In many parts of Nepal, women face numerous challenges, and one of the most fundamental issues is the lack of access to clean water and sanitary pads. Clean water is needed to wash one’s body and hands regularly, and clean reusable pads or menstrual cups. Without access to clean water, one may resort to unhygienic practices, leading to infections and health complications.

According to Chet Narayan Kafle, In-Charge of Jamuni Health Post in Bardiya, WASH has a big preventative function in public health as the reduced number of illnesses can provide better livelihood and decrease medical costs. He says, “Menstrual hygiene is a big priority.

While sanitary pads are provided to an extent and schools are also doing the same, many women still do not have access to them and some choose to not use them on purpose. Due to prevailing traditional customs and attitudes, they opt to use regular cloth and dry them in unsanitary places. The view is that drying the menstrual cloths out in the open is shameful. The resulting inadequate sanitary measures can lead to fungal growth and UTIs.”

Reusing the same regular cloth and cleaning it with untreated water is still a massive issue. It is an unfortunate convergence of prevalent traditional views and a lack of access to clean water.

While changing long-term societal views on menstruation is crucial in developing a safer environment for women and girls, some progress has been made in settings like schools – especially since the introduction of the free sanitary pads.

In Janachahana Adharbhut Bidhyalaya of Bardiya district, the school has been reporting a decrease in absenteeism due to periods.
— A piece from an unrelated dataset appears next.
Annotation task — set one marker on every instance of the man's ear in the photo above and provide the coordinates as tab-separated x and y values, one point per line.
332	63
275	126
However, sadly, the school faces a huge challenge of ensuring other important elements for dignified menstruation – such as availability of water, and clean toilets. The school lacks both, and students complained that they faced difficulties due to the lack of both. “We get free sanitary pads, and the toilets have dustbins to dispose the pad – but we don’t have water at the toilet”, Ranjana Kathayat of grade eight shared.

The principal also said that while children don’t miss entire days due to lack of sanitary pads, they still missed a class or two due to the lack of an infirmary room for students to rest.

Inadequate facilities disproportionately affect women and girls, hindering their participation in education, work, and public life. Improving menstrual health management through better access to menstrual hygiene and health management is a step toward leveling the playing field. When individuals can better manage their menstrual health, it leads to fewer missed school or work days. This, in turn, enhances economic productivity and overall community development.